He stepped onto the elevated safety walk and headed along it toward one of the several plazas built all around the towering structure of Forever Center. And now, as he always did, and for no particular reason that he could figure out, he threw back his head and stared up at the mile-high wall of the mighty building. There were times, on stormy mornings, when the view was cut off by the clouds that swirled about its top, but on a clear morning such as this the great slab of masonry went up and up until its topmost stories were lost in the blue haze of the sky. A man grew dizzy
looking at it and the mind reeled at the thought of what the hand of man had raised.
He stumbled and only caught himself in the nick of time. He'd have to stop this crazy staring upward at the building, he told himself, or, at least, wait to do it until he reached the plaza. The safety walk was only two feet high, but a man could take a nasty tumble if he didn't watch himself. It was not impossible that he might break his neck. He wondered, for the hundredth time, why someone didn't think to protect the walks with railings.
He reached the plaza and let himself down off the safety walk into the jam-packed crowd that struggled toward the building. He hugged the briefcase tight against him and tried, with one hand, to protect the bulge that was his sack of lunch. Although, he knew, there was little chance of protecting it. Almost every day it was crushed by the pack of bodies that filled the plaza and the lobby of the building.
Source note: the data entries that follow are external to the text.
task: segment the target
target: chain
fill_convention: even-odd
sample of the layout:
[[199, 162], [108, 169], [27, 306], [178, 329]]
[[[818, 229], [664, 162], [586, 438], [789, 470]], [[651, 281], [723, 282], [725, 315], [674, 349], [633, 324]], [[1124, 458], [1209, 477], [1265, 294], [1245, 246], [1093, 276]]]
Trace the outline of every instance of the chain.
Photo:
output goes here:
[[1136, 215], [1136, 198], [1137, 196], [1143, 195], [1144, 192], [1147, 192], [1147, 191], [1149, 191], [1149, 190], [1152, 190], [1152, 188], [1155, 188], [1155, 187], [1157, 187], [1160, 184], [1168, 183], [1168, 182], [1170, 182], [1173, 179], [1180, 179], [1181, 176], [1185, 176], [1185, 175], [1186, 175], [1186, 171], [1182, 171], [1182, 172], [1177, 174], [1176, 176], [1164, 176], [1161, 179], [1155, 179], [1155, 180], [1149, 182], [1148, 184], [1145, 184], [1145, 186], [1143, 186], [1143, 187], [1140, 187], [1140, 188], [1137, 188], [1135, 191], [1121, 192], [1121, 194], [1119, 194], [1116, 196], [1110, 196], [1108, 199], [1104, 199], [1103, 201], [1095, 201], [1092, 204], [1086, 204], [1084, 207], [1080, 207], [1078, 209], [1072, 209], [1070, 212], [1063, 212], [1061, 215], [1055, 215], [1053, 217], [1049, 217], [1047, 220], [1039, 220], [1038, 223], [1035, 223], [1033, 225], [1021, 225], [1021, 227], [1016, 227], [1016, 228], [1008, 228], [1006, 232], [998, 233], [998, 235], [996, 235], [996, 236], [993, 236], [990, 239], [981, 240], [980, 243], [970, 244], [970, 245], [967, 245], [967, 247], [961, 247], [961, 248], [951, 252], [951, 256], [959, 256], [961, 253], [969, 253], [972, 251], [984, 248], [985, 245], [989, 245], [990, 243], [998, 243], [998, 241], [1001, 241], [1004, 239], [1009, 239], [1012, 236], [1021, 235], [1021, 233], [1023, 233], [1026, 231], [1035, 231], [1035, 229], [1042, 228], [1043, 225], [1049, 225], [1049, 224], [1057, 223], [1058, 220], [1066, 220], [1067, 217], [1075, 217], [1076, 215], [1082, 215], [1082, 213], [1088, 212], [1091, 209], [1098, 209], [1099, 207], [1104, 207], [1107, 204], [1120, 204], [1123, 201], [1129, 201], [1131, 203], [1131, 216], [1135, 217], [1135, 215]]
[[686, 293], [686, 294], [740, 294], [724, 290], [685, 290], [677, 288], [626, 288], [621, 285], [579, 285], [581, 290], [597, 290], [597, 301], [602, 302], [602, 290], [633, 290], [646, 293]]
Perhaps, he thought, he should go without the usual milk today. He could get a cup of water when he ate his lunch and it would do as well. He licked his lips, which suddenly were dry. Maybe, he told himself, there was some other way he might save the extra money. For he did like that daily glass of milk and looked forward to it with a great deal of pleasure.
There was no question about it, however. He'd have to find a way to make up for the cost of energizing the buffer on the car. It was an expense he had not counted on and it upset his budget. And if Tom should find that some of the padding would have to be replaced, that would mean more money down the drain.